BACKGROUND: Using phase analysis of gated single photon emission computed tomography (SPECT) imaging, we examined the relation between myocardial perfusion, degree of electrical dyssynchrony, and degree of SPECT-derived mechanical dyssynchrony in patients with left ventricular (LV) dysfunction. METHODS AND RESULTS: We retrospectively examined 125 patients with LV dysfunction and ejection fraction of 35% or lower. Fourier analysis converts regional myocardial counts into a continuous thickening function, allowing resolution of phase of onset of myocardial thickening. The SD of LV phase distribution (phase SD) and histogram bandwidth describe LV phase dispersion as a measure of dyssynchrony.
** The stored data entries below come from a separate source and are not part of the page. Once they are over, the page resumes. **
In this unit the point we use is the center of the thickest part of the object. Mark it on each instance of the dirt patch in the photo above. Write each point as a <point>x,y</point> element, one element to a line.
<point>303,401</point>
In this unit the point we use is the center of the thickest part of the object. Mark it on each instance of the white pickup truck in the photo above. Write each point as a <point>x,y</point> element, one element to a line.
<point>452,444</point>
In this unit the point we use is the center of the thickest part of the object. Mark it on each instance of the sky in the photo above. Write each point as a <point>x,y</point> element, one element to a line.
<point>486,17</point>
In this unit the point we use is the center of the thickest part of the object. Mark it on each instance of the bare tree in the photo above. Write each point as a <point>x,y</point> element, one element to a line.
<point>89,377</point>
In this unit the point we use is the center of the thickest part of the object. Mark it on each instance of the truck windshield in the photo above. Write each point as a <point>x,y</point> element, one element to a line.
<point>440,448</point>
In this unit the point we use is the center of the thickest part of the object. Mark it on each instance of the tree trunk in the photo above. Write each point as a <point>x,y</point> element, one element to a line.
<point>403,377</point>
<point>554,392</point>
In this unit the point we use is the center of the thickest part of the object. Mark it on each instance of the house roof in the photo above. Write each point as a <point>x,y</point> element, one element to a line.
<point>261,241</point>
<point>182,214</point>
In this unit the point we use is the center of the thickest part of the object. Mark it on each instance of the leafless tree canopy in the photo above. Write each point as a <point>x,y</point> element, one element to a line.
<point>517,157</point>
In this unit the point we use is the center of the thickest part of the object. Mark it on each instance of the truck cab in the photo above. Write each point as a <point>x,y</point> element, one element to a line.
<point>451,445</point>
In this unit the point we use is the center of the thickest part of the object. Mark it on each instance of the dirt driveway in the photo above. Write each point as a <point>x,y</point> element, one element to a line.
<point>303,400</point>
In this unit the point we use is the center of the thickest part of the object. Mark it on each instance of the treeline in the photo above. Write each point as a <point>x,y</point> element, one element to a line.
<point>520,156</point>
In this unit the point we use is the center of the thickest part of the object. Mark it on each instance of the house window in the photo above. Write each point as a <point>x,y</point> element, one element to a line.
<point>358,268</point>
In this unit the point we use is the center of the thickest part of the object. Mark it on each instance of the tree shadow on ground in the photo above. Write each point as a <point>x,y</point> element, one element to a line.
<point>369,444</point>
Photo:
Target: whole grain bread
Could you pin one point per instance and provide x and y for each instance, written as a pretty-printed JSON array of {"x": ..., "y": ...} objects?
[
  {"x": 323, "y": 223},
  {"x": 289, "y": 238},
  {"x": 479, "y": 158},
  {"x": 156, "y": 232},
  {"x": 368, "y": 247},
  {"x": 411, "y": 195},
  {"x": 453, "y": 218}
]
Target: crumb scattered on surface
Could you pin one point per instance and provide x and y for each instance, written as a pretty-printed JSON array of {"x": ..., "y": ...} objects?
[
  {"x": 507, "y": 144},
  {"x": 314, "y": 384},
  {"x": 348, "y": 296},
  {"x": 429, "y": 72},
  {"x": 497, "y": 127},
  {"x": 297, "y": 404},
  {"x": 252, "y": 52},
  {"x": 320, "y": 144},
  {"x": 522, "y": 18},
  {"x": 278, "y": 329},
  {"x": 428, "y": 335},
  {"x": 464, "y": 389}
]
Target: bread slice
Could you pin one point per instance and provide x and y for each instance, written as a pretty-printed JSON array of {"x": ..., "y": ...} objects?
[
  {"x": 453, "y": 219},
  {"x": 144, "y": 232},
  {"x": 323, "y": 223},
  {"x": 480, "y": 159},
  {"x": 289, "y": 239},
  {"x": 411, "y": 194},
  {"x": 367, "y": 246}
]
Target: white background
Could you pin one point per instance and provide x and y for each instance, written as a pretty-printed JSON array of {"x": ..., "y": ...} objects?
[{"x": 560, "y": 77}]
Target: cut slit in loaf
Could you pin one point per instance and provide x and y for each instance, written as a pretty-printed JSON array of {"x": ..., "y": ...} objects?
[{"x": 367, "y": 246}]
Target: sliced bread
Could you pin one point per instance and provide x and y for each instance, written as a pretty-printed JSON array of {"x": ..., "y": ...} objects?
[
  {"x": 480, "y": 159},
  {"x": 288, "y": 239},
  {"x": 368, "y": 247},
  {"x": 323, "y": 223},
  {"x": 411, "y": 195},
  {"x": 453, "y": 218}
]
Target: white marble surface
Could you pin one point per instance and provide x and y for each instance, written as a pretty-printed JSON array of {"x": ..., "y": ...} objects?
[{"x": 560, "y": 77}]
Heart failure (HF) patients with perfusion abnormalities have higher degrees of dyssynchrony measured by median phase SD (45.5 degrees vs 27.7 degrees, P < .0001) and bandwidth (117.0 degrees vs 73.0 degrees, P = .0006). HF patients with prolonged QRS durations have higher degrees of dyssynchrony measured by median phase SD (54.1 degrees vs 34.7 degrees, P < .0001) and bandwidth (136.5 degrees vs 99.0 degrees, P = .0005). Mild to moderate correlations exist between QRS duration and phase analysis indices of phase SD (r = 0.50) and bandwidth (r = 0.40). Mechanical dyssynchrony (phase SD >43 degrees) was 43.2%. CONCLUSIONS: HF patients with perfusion abnormalities or prolonged QRS durations have higher degrees of mechanical dyssynchrony. Gated SPECT myocardial perfusion imaging can quantify myocardial function, perfusion, and dyssynchrony and may help in evaluating patients for cardiac resynchronization therapy.
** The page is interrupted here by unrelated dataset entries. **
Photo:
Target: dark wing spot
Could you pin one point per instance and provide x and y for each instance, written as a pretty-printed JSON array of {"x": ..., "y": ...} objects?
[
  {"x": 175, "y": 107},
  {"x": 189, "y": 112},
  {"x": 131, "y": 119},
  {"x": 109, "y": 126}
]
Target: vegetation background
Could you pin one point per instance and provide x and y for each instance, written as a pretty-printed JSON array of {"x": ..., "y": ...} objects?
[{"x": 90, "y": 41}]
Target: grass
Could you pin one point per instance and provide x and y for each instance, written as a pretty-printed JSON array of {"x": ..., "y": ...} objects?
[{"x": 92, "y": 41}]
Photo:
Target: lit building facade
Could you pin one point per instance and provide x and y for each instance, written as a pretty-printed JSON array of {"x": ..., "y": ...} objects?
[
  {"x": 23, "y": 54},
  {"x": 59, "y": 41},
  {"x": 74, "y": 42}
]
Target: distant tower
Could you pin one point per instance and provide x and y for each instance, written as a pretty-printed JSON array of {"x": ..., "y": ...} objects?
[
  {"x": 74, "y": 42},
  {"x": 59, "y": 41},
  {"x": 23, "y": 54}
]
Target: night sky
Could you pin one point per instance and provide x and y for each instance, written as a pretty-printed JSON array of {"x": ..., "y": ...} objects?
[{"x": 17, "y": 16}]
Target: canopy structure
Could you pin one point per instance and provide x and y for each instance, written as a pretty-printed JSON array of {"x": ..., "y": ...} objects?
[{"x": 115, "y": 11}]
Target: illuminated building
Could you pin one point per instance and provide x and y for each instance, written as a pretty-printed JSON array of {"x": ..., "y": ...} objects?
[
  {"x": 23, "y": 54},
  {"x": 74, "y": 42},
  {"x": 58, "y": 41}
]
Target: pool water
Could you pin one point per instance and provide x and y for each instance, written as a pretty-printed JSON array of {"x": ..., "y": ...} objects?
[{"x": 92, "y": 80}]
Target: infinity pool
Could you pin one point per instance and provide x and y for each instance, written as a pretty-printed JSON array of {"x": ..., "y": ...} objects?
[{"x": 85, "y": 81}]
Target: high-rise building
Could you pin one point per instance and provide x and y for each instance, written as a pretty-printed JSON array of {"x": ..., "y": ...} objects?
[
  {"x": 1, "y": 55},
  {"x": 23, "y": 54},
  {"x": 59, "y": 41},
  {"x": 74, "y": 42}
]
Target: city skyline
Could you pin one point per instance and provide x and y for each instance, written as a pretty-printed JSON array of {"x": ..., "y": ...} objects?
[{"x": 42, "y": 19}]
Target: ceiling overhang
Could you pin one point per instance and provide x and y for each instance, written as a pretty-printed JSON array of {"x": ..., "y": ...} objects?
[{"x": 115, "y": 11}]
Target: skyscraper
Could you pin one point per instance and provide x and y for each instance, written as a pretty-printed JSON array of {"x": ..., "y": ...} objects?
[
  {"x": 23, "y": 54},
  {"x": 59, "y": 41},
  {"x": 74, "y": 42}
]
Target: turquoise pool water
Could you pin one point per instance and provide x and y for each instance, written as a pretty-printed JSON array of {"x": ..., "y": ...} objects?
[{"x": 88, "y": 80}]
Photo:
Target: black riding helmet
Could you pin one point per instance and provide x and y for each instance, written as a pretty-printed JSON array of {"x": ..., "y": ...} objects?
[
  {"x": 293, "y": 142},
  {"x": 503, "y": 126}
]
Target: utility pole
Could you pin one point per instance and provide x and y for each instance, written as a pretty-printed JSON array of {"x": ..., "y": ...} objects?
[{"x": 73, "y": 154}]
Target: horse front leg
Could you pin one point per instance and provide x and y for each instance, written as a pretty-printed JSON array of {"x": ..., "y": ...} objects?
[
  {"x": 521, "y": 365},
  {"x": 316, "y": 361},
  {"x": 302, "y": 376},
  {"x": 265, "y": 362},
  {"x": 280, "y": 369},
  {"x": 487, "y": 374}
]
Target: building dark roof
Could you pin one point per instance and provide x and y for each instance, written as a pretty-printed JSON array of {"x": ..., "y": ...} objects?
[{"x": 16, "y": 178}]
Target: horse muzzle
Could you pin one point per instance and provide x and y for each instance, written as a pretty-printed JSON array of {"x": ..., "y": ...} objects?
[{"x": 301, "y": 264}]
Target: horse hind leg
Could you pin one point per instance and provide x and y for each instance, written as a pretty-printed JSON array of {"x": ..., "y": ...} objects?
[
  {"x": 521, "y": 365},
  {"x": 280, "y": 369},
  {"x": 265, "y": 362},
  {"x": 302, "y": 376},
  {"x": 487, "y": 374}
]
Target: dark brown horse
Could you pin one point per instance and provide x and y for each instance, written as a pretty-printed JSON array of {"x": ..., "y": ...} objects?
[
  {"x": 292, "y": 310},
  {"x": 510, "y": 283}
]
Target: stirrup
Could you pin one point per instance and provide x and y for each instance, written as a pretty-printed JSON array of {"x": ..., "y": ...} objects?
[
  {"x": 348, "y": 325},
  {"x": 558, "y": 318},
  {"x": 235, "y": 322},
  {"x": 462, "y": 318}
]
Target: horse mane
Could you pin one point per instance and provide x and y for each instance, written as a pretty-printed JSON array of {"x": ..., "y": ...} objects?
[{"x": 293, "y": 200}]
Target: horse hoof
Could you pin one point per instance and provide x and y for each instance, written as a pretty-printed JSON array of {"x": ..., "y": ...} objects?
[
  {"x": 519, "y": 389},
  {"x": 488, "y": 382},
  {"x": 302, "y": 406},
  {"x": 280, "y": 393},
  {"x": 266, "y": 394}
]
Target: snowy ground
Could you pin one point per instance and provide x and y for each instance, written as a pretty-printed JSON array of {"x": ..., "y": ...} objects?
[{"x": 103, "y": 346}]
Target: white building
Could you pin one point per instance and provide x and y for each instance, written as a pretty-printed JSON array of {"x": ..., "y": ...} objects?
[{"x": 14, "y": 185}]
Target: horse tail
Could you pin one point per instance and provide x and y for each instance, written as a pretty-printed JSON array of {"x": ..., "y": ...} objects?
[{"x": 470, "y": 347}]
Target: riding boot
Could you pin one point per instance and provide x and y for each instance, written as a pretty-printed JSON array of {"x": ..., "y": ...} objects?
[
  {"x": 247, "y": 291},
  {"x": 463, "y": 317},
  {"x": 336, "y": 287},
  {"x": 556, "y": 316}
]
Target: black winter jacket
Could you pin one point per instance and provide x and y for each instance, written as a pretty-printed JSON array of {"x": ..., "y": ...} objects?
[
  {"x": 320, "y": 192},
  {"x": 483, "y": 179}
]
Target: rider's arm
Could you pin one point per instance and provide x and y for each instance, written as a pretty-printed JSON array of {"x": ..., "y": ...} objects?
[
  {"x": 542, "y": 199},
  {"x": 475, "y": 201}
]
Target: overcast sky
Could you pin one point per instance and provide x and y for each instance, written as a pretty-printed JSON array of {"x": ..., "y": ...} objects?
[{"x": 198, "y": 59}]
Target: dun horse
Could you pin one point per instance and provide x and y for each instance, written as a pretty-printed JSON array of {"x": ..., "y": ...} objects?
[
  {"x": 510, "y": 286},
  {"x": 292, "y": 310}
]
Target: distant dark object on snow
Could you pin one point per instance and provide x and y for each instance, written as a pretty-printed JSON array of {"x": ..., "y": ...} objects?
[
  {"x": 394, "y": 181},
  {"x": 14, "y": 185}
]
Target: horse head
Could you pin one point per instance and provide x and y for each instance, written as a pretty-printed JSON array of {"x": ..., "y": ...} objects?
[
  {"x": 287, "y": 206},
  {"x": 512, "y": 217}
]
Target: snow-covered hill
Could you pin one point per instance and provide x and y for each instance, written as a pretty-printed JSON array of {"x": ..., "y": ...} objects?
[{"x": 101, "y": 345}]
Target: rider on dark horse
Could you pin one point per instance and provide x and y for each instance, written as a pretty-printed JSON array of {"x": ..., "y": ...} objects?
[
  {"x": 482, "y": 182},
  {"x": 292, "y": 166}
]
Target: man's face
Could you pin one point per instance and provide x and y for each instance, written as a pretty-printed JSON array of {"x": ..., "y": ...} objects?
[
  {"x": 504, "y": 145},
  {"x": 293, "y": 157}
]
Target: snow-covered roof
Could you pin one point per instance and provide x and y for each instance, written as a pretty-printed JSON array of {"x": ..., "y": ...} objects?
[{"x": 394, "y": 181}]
Repeatability and reproducibility of phase analysis of gated single-photon emission computed tomography myocardial perfusion imaging used to quantify cardiac dyssynchrony.
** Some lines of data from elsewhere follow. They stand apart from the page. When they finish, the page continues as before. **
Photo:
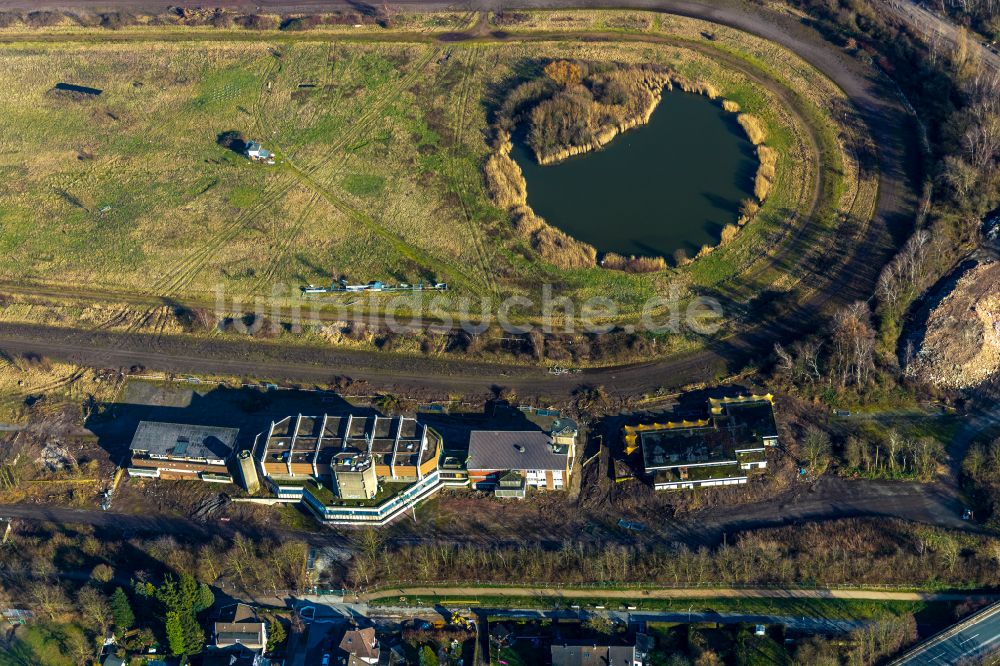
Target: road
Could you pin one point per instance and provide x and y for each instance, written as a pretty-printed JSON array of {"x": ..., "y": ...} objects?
[
  {"x": 965, "y": 643},
  {"x": 341, "y": 612},
  {"x": 661, "y": 593},
  {"x": 935, "y": 28},
  {"x": 852, "y": 278}
]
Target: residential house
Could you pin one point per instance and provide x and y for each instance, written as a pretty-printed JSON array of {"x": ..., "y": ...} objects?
[
  {"x": 508, "y": 461},
  {"x": 179, "y": 451},
  {"x": 257, "y": 152},
  {"x": 719, "y": 449},
  {"x": 239, "y": 627},
  {"x": 359, "y": 647},
  {"x": 592, "y": 653}
]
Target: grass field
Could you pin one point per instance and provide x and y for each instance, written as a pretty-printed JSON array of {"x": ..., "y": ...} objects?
[{"x": 380, "y": 145}]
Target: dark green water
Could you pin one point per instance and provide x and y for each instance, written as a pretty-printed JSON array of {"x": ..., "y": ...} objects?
[{"x": 670, "y": 184}]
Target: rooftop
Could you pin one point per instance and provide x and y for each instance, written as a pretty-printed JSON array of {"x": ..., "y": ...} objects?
[
  {"x": 323, "y": 439},
  {"x": 174, "y": 440},
  {"x": 699, "y": 445},
  {"x": 521, "y": 450},
  {"x": 578, "y": 653},
  {"x": 360, "y": 643},
  {"x": 734, "y": 427}
]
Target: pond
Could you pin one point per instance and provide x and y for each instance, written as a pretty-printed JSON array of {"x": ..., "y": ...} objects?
[{"x": 670, "y": 184}]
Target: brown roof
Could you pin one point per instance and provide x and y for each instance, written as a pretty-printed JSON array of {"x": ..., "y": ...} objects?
[
  {"x": 241, "y": 627},
  {"x": 360, "y": 643},
  {"x": 520, "y": 450}
]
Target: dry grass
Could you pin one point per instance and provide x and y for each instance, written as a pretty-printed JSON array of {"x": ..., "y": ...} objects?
[
  {"x": 753, "y": 127},
  {"x": 504, "y": 179},
  {"x": 633, "y": 264},
  {"x": 553, "y": 245},
  {"x": 399, "y": 114}
]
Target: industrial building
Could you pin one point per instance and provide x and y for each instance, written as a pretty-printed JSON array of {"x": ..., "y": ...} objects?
[
  {"x": 719, "y": 449},
  {"x": 179, "y": 451}
]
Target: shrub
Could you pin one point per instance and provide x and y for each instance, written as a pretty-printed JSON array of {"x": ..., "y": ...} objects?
[
  {"x": 257, "y": 22},
  {"x": 748, "y": 209},
  {"x": 729, "y": 232},
  {"x": 301, "y": 23},
  {"x": 43, "y": 19},
  {"x": 8, "y": 19},
  {"x": 564, "y": 73},
  {"x": 116, "y": 20},
  {"x": 102, "y": 573}
]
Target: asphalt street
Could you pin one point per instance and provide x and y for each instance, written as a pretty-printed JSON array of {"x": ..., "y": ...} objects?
[{"x": 970, "y": 640}]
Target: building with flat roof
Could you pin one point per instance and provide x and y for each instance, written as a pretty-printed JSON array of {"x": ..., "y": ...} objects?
[
  {"x": 541, "y": 460},
  {"x": 354, "y": 474},
  {"x": 181, "y": 451},
  {"x": 592, "y": 653},
  {"x": 718, "y": 450},
  {"x": 400, "y": 448}
]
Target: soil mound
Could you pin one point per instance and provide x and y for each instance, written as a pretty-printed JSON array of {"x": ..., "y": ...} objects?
[{"x": 961, "y": 346}]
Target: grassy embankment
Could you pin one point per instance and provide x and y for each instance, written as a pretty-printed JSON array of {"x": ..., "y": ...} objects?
[{"x": 376, "y": 182}]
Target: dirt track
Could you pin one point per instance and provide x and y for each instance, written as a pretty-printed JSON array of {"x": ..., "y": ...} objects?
[{"x": 852, "y": 279}]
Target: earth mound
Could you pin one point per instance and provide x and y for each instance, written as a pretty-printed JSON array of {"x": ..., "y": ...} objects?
[{"x": 961, "y": 346}]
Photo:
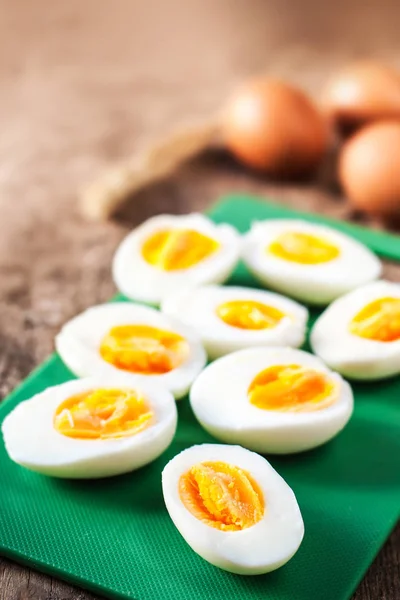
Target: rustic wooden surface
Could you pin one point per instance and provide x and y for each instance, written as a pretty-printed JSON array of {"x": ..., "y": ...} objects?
[{"x": 83, "y": 84}]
BACKGROUND: A novel method to quantify dyssynchrony has been developed using phase analysis of gated single-photon emission computed tomography perfusion imaging. We report on the effect of variability in image reconstruction on the phase analysis results (repeatability) and on the interobserver and intraobserver reproducibility of the technique. METHODS: Phase standard deviation (SD) and bandwidth are phase indices that quantify dyssynchrony. To evaluate repeatability, raw data sets were processed twice in 50 patients with left ventricular dysfunction and 50 normal controls. To determine the optimal processing method, two replicated phase analysis results were obtained using automated and manual base parameter placement. Reproducibility of the phase analysis was determined using the data from 20 patients. RESULTS: In normal controls, manual base parameter placement improves repeatability of the phase analysis as measured by the mean absolute difference between two reads for phase SD (12.0 degrees vs. 1.2 degrees , P<0.0001) and bandwidth (33.7 degrees vs. 3.6 degrees , P<0.0001). Repeatability is better for normal controls than for patients with left ventricular dysfunction for phase SD (1.2 degrees vs. 6.0 degrees , P<0.0001) and bandwidth (3.6 degrees vs. 26.5 degrees , P<0.0001). Reproducibility of the phase analysis is high as measured by the intraclass correlation coefficients for phase SD and bandwidth of 0.99 and 0.99 for the interobserver comparisons and 1.00 and 1.00 for the intraobserver comparisons. CONCLUSION: A novel method to quantify dyssynchrony has been developed using gated single-photon emission computed tomography perfusion imaging. Manual base parameter placement reduces the effect that variability in image reconstruction has on phase analysis. A high degree of reproducibility of phase analysis is observed.